Facet-dependent carrier dynamics of cuprous oxide regulating the photocatalytic hydrogen generation

Abstract

The intrinsic carrier dynamics of cuprous oxide (Cu₂O) are known to have a crucial influence on photocatalytic performances. The photoactivity of rhombic dodecahedral Cu₂O with dominant {110} facets (RD-Cu₂O) is demonstrated to surpass that of cubic Cu₂O with {100} surfaces (CB-Cu₂O). Time resolved microwave conductivity (TRMC) measurements reveal the higher carrier mobility of RD-Cu₂O when compared to CB-Cu₂O. Additionally, modulated surface photovoltage (SPV) measurements further supported the better charge separation efficiency of RD-Cu₂O. Although CB-Cu₂O exhibited more pronounce SPV signals, the homogeneous distribution of electrical fields drives the majority charge inward and led to detrimental charge recombination.

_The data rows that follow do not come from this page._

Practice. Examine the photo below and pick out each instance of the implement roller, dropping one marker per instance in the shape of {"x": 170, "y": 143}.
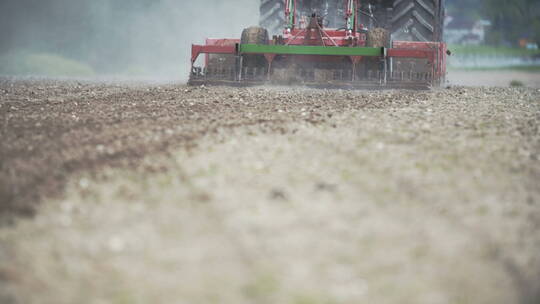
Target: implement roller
{"x": 355, "y": 55}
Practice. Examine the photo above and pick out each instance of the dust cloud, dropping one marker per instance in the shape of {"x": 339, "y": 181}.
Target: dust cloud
{"x": 126, "y": 38}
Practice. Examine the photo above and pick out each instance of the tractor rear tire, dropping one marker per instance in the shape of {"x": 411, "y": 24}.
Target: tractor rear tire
{"x": 254, "y": 35}
{"x": 418, "y": 20}
{"x": 272, "y": 15}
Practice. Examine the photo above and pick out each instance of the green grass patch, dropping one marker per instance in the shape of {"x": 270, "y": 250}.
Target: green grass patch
{"x": 42, "y": 64}
{"x": 490, "y": 50}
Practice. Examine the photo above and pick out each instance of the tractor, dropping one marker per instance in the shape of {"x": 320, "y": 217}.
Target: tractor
{"x": 332, "y": 43}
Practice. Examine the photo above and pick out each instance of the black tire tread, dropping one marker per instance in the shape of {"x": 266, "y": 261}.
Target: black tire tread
{"x": 272, "y": 15}
{"x": 418, "y": 20}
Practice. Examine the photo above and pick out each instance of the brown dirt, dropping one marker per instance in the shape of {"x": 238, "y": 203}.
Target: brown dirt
{"x": 167, "y": 193}
{"x": 52, "y": 129}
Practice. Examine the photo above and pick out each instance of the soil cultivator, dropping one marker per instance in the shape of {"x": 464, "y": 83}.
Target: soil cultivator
{"x": 360, "y": 54}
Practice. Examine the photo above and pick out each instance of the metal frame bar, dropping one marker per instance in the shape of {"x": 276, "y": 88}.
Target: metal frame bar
{"x": 310, "y": 50}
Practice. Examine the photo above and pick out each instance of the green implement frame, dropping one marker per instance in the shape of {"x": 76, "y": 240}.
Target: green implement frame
{"x": 310, "y": 50}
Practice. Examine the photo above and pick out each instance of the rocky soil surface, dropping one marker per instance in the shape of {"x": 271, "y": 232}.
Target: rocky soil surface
{"x": 136, "y": 193}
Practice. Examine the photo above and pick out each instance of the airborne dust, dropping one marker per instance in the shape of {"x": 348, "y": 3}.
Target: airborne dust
{"x": 124, "y": 38}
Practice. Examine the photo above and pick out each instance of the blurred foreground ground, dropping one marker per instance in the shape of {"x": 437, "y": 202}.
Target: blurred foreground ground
{"x": 171, "y": 194}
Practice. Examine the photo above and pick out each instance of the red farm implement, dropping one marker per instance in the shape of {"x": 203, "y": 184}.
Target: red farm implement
{"x": 307, "y": 53}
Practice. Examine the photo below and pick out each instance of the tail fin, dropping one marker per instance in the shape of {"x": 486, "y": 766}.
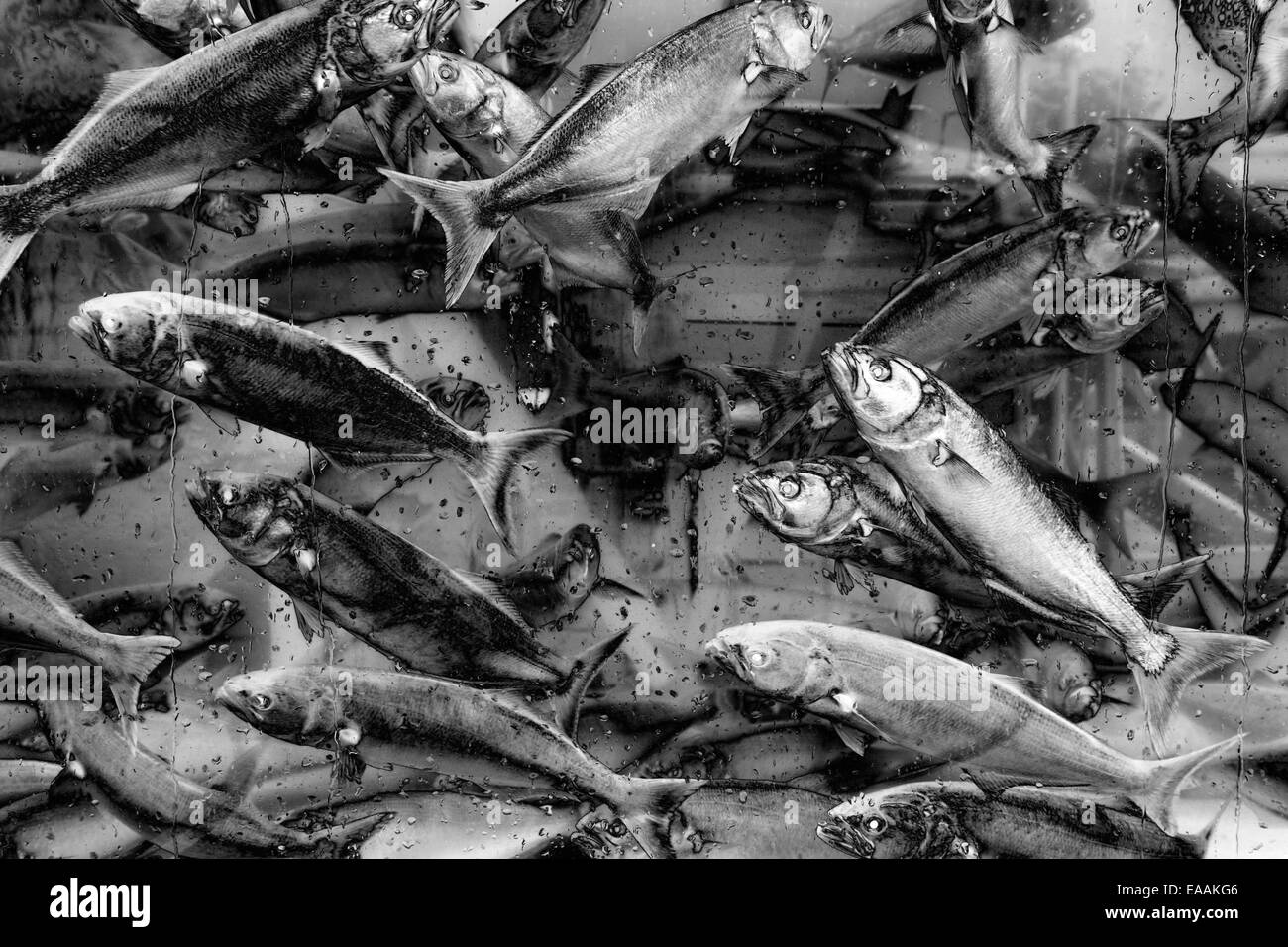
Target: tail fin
{"x": 784, "y": 398}
{"x": 127, "y": 664}
{"x": 585, "y": 671}
{"x": 490, "y": 471}
{"x": 649, "y": 806}
{"x": 1065, "y": 149}
{"x": 1186, "y": 154}
{"x": 1166, "y": 779}
{"x": 459, "y": 206}
{"x": 1196, "y": 652}
{"x": 17, "y": 227}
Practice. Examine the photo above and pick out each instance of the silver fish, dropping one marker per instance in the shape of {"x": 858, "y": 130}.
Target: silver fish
{"x": 290, "y": 379}
{"x": 986, "y": 500}
{"x": 699, "y": 82}
{"x": 947, "y": 709}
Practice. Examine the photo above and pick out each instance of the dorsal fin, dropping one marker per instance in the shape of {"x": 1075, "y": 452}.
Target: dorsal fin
{"x": 587, "y": 669}
{"x": 494, "y": 592}
{"x": 116, "y": 86}
{"x": 16, "y": 564}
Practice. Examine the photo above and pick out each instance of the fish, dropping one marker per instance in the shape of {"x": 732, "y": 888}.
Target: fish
{"x": 984, "y": 499}
{"x": 864, "y": 681}
{"x": 729, "y": 818}
{"x": 853, "y": 510}
{"x": 533, "y": 46}
{"x": 490, "y": 123}
{"x": 176, "y": 27}
{"x": 552, "y": 582}
{"x": 902, "y": 40}
{"x": 344, "y": 571}
{"x": 964, "y": 299}
{"x": 154, "y": 134}
{"x": 732, "y": 62}
{"x": 172, "y": 810}
{"x": 579, "y": 386}
{"x": 330, "y": 706}
{"x": 1248, "y": 39}
{"x": 193, "y": 613}
{"x": 956, "y": 819}
{"x": 38, "y": 617}
{"x": 983, "y": 52}
{"x": 295, "y": 381}
{"x": 22, "y": 779}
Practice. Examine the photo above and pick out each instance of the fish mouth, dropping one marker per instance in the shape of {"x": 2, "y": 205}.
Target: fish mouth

In contrast, the weak SPV signals for RD-Cu₂O were attributed to a modulated distribution of charges towards the facets and facet boundaries, demonstrating a better charge separation. This study shows that carrier dynamics and defect density should also be regarded as facet-dependent properties that can have deciding influence on the photocatalytic activity.